Walking is great exercise, it will help you lose weight, and will help strengthen your joints to do the job they're intended for -- which is supporting your weight and moving.  And it's nowhere near as stressful as any sort of jumping.


----------



## K-man (Jul 28, 2013)

My knees are not as healthy as I would like and as a result I do not run much. I do skip most days every week and it certainly is great exercise from a lot of points of view. From what you have said, the main problem might be the ball of your foot because it is from here you are generating the lift. Strapping the ankles will not help as strapping is only designed to restrict the sideways movement and allow the foot to move up and down.

What I would suggest is to start on a softer surface such as rubber mat or carpet, without the rope, and just bounce up and down off both feet so that you just lift about an inch (2.5cm) or so off the floor. Start off with say 10 and add to it each day if you do not experience any discomfort. If you can do fifty of those without the ball of your foot causing grief, I would suggest you could then add the rope. Make sure the rope is not too light and not too long. Take it slow even to the extent that you add a beat to the rotation. That is jump, pause, jump, pause, jump. If you are managing that ok, turn the rope a little faster and take out the pause.
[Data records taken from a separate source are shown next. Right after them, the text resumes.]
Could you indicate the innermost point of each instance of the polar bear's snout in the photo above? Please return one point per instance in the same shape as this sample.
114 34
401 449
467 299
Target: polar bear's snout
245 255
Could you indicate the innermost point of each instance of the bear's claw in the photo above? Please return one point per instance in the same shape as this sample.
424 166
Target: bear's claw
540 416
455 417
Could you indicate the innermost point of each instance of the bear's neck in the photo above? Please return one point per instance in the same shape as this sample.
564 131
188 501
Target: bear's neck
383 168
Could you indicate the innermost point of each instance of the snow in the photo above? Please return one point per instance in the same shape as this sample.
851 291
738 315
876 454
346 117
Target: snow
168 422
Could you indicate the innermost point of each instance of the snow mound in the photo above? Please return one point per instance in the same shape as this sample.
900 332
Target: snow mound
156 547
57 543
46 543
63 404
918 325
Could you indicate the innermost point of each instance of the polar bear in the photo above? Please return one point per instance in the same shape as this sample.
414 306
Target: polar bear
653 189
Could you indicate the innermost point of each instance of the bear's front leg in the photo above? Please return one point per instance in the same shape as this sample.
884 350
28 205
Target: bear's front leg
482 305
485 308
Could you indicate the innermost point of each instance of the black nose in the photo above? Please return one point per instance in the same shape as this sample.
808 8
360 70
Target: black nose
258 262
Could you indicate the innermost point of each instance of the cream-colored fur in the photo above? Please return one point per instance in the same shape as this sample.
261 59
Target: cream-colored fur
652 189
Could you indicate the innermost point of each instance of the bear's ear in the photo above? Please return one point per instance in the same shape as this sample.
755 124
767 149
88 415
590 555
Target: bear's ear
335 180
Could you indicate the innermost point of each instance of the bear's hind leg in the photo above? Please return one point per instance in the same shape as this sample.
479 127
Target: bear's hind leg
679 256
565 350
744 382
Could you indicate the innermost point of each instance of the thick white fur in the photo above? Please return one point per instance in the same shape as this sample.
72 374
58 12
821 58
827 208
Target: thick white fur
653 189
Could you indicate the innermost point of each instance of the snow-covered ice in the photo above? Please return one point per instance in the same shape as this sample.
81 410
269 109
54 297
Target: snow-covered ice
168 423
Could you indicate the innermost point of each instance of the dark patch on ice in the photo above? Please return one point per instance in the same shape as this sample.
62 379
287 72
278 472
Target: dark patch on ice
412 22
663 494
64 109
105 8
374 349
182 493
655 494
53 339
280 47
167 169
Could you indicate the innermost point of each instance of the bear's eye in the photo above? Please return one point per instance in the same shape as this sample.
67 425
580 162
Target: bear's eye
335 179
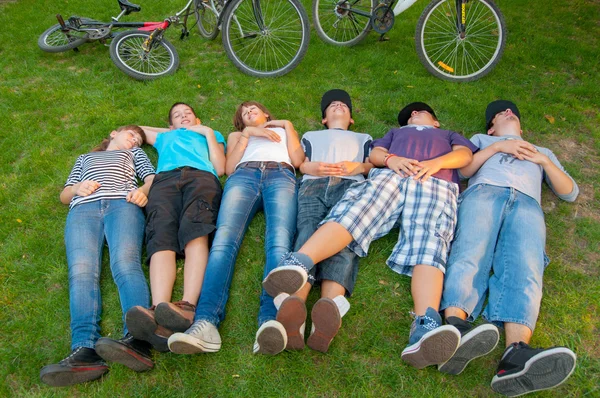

Once you have that off pat you can start using alternate legs. Take it easy here because this doubles the stress on everything i.e. the weight that was evenly distributed on both legs is now all on one.

Give it a try and see how you get on. :asian:


----------



## Happy-Papi (Jul 28, 2013)

K-man said:


> My knees are not as healthy as I would like and as a result I do not run much. I do skip most days every week and it certainly is great exercise from a lot of points of view. From what you have said, the main problem might be the ball of your foot because it is from here you are generating the lift. Strapping the ankles will not help as strapping is only designed to restrict the sideways movement and allow the foot to move up and down.
> 
> What I would suggest is to start on a softer surface such as rubber mat or carpet, without the rope, and just bounce up and down off both feet so that you just lift about an inch (2.5cm) or so off the floor. Start off with say 10 and add to it each day if you do not experience any discomfort. If you can do fifty of those without the ball of your foot causing grief, I would suggest you could then add the rope. Make sure the rope is not too light and not too long. Take it slow even to the extent that you add a beat to the rotation. That is jump, pause, jump, pause, jump. If you are managing that ok, turn the rope a little faster and take out the pause.
> 
> ...



Wow this is golden, thank you very much! I just called the doctor and he said that he saw me a few night ago walking fast and he also noticed that I lost a few kilos and he sounded happy. He said that jumping rope will put a lot of stress on my feet and said that based on my character that I will still push it even if he says no. He reminded me about my MA, motorcycle and skiing accidents before that he had a hard time stopping me from doing the same stuffs even when I was still in rehabilitation. I got his blessing but I have to do it very slow and should rest if there is pain and also strongly reminded me about my age and even reminded the areas of my injuries (bad knees, cracked left inner ankle and heel and twisted ball, bad right foot, etc. and a stubborn brain... he was preaching, lol!). He also advised that I should also include practicing MA kicks again but slowly. I didn't told him that I have been doing light kick sparring with my son even when there is pain, hahaha! Yes he also said that strapping/taping my feet is basically useless and I just have to take it slow. He also mentioned that jumping rope is one of the best exercise for cardio and coordination training but it will not be easy.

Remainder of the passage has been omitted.